Glioblastoma (GBM) is the most aggressive and common malignant brain tumor in adults. GBMs are characterized by high intratumor heterogeneity and by the presence of the cancer stem cell niche. The vacuolar ATPase (V-ATPase) is a multisubunit proton pump that plays a role in multiple processes in eukaryotic cells.
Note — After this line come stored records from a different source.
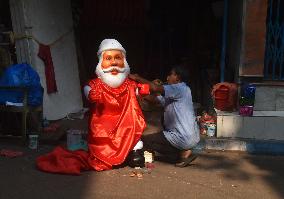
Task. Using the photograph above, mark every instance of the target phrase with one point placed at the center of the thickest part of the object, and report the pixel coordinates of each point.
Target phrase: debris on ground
(10, 153)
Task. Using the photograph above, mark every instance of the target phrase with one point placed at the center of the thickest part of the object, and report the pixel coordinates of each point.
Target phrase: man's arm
(153, 87)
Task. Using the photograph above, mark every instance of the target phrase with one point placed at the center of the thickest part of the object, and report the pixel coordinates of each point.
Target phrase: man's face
(112, 68)
(172, 78)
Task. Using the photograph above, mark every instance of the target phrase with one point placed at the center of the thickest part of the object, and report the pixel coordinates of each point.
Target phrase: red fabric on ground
(61, 160)
(45, 54)
(115, 126)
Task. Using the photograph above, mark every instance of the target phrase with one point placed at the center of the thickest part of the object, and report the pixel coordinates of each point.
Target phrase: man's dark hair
(182, 73)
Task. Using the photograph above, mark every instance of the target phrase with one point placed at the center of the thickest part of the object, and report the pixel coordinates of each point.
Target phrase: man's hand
(134, 77)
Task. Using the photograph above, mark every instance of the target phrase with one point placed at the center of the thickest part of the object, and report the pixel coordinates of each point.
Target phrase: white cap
(110, 44)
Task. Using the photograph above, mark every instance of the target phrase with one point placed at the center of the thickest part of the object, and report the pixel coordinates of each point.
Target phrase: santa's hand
(134, 77)
(144, 89)
(86, 91)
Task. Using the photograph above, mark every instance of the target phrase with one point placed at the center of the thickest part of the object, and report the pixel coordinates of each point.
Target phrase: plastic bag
(25, 76)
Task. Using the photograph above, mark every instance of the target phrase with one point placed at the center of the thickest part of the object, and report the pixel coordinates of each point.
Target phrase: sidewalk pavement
(214, 174)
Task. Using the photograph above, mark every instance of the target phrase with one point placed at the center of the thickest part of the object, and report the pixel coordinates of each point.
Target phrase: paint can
(211, 129)
(76, 140)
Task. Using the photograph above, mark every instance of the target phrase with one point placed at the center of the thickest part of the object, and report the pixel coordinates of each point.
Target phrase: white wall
(47, 20)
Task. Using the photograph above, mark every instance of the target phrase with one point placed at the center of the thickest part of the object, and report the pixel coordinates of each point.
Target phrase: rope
(14, 37)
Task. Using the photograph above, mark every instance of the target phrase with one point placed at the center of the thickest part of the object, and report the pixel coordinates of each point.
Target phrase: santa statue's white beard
(108, 78)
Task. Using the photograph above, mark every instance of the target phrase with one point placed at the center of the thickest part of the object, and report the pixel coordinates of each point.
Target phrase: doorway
(156, 34)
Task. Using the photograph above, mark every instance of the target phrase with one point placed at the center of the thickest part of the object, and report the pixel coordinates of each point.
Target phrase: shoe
(186, 161)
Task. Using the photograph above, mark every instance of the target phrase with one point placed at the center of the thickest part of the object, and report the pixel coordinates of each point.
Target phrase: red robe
(115, 126)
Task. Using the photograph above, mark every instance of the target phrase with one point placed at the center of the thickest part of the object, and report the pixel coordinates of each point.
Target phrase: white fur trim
(86, 91)
(139, 145)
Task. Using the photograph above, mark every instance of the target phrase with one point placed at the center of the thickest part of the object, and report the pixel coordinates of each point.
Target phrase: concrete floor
(214, 174)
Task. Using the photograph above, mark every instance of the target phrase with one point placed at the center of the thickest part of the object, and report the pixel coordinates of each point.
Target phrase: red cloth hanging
(45, 54)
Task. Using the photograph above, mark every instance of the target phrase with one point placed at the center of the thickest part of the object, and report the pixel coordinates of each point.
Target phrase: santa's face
(112, 68)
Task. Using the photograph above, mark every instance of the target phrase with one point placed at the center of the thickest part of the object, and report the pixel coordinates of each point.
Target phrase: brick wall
(252, 62)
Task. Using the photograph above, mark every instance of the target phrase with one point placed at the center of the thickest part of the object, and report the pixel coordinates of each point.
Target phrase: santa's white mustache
(114, 68)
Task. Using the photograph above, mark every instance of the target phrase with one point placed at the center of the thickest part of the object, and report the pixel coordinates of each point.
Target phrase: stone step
(253, 146)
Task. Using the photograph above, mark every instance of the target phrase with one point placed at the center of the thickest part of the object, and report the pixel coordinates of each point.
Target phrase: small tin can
(33, 141)
(211, 129)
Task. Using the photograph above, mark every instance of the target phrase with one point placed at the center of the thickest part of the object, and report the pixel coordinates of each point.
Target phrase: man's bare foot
(186, 157)
(185, 154)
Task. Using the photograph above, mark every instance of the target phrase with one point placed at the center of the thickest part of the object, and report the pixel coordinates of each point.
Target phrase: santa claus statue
(116, 121)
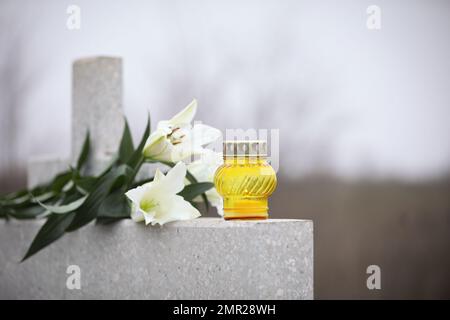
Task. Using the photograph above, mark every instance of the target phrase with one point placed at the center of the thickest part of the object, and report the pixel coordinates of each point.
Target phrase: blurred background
(363, 114)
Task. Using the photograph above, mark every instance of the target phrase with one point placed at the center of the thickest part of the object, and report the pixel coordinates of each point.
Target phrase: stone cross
(97, 107)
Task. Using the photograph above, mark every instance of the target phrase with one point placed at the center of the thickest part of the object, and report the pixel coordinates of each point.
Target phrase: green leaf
(136, 158)
(52, 230)
(65, 208)
(84, 152)
(191, 191)
(126, 147)
(115, 205)
(88, 211)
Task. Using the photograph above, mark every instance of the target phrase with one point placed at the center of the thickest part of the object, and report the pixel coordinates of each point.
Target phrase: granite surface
(206, 258)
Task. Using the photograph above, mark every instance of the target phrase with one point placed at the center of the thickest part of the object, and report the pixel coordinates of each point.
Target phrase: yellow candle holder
(245, 180)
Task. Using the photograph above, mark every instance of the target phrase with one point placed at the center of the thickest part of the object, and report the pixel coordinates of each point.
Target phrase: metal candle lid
(245, 148)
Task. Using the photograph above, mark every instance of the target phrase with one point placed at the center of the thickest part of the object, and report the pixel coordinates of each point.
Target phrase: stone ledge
(206, 258)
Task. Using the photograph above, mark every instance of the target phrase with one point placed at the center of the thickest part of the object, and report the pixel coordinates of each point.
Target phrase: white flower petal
(149, 217)
(174, 208)
(173, 182)
(185, 116)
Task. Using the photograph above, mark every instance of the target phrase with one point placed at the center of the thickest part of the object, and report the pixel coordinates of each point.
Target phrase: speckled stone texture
(97, 107)
(207, 258)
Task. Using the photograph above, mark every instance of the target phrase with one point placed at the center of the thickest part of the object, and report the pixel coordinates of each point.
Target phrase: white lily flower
(176, 139)
(158, 202)
(204, 170)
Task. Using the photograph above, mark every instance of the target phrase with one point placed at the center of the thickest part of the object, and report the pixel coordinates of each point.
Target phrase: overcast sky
(345, 98)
Altered V-ATPase activity is associated with several human diseases and in cancer may play relevant role due the acidification of cellular organelles, such as, endosomes and lysosomes. We identified overexpression of the V-ATPase V1G1 subunit in GBM derived neurospheres (NS), a cell subpopulation enriched in cancer stem cells. Interestingly GBM NS secrete different types of vesicles, including large oncosomes (LO) thereby influencing their microenvironment. Herein, we assessed the transcriptome of non-sphere forming glioma cells (n=2 pairs) cocultured with LO or empty media (mock) by microarray to identify pathways associated with the LO-induced reprogramming ability. Gene set enrichment analysis (GSEA) revealed that LO-supplemented cultures activated a number of cancer-related pathways, including those involved in glioma V-ATPase-related signaling (Notch, mTOR, and lysosomal transport), as well as cell proliferation and cell transcription programs. Expression data from extracted total RNA of primary human non-sphere-forming glioma cells co-cultured for 6 days with empty medium (mock) or with medium containing LO-High.